Query help when using audit table

2020-06-25 16:27发布

问题:

Assuming I have two tables, one with the following columns called lease_period:

tenant_trading_name, suite_id, lease_id, building_id

and another, called lease_period_audit with the following:

audit_date, audit_type, tenant_trading_name, suite_id, lease_id, building_id

Each time a record is updated on lease_period and entry is made on lease_period_audit with a status of 'Updated'. I'm trying to find all updates made only to the tenant_trading_name field but haven't had any success. So far I have the following:

select              lpa.*
from                property.lease_period_audit lpa
inner join          property.lease_period lp on lpa.suite_id = lp.suite_id and lpa.lease_id = lp.lease_id and lpa.building_id = lp.building_id
where               audit_type = 'Updated'
                    and lp.tenant_trading_name <> lpa.tenant_trading_name
order by            1 desc  

Where's the flaw in my thought process here? How can this be done / how should I be thinking about this?

回答1:

Assuming the audit table also logs the lease_period primary key column, referenced here lp_id for simplicity, you could try the following approach:

  1. Find all the rows where audit_type is 'Updated'.

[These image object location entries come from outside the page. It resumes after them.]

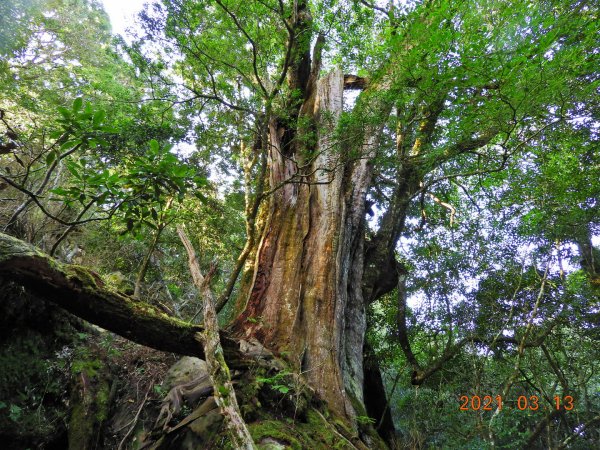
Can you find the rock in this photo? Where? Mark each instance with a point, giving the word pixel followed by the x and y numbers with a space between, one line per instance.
pixel 183 371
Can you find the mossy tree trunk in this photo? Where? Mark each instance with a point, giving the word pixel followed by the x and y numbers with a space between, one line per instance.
pixel 304 299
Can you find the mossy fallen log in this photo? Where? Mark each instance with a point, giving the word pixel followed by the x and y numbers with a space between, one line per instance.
pixel 82 292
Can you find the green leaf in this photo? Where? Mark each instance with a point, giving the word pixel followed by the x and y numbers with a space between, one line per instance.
pixel 99 117
pixel 154 147
pixel 77 104
pixel 64 112
pixel 50 157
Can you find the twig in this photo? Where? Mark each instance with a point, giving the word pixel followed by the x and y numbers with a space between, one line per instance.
pixel 137 415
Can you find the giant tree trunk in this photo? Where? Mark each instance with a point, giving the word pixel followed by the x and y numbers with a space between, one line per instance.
pixel 305 299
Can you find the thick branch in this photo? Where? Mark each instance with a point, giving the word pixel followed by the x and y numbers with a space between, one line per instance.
pixel 219 372
pixel 82 293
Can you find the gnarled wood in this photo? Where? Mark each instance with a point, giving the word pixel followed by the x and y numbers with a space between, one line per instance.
pixel 83 293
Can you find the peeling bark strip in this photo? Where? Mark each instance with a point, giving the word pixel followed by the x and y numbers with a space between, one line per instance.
pixel 217 368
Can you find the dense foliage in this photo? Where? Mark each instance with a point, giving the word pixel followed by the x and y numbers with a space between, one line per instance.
pixel 483 204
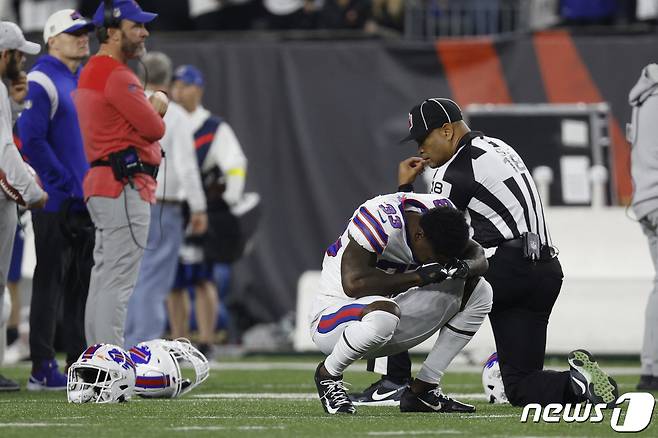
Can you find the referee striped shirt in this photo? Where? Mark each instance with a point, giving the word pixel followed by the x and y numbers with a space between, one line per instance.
pixel 488 180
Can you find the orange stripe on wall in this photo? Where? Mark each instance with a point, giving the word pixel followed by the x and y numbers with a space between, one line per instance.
pixel 567 80
pixel 473 70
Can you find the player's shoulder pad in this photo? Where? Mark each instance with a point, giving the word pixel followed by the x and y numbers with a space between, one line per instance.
pixel 375 221
pixel 421 202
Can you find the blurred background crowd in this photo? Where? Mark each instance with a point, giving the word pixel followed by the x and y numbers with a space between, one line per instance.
pixel 410 18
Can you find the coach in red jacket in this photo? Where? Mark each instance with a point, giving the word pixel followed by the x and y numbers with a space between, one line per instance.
pixel 120 130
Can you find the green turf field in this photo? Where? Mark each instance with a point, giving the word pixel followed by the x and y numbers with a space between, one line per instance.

  2. Rank all the rows by audit_date and partitioning them by lp_id.

  3. Rank the rows by audit_date partitioning by lp_id, suite_id, lease_id, building_id.

  4. Get the difference between the two rankings.

  5. Rank the rows again by audit_date, partitioning them now by lp_id, suite_id, lease_id, building_id, (ranking_difference).

  6. Output all the rows where the last ranking value is 2 or greater.

The first four steps result in a row set where each group of consecutive (in ascending order of audit_date) rows with identical values of suite_id, lease_id, building_id for the same lp_id will be uniquely distinguished by a value calculated as the difference between the rankings #2 & #3.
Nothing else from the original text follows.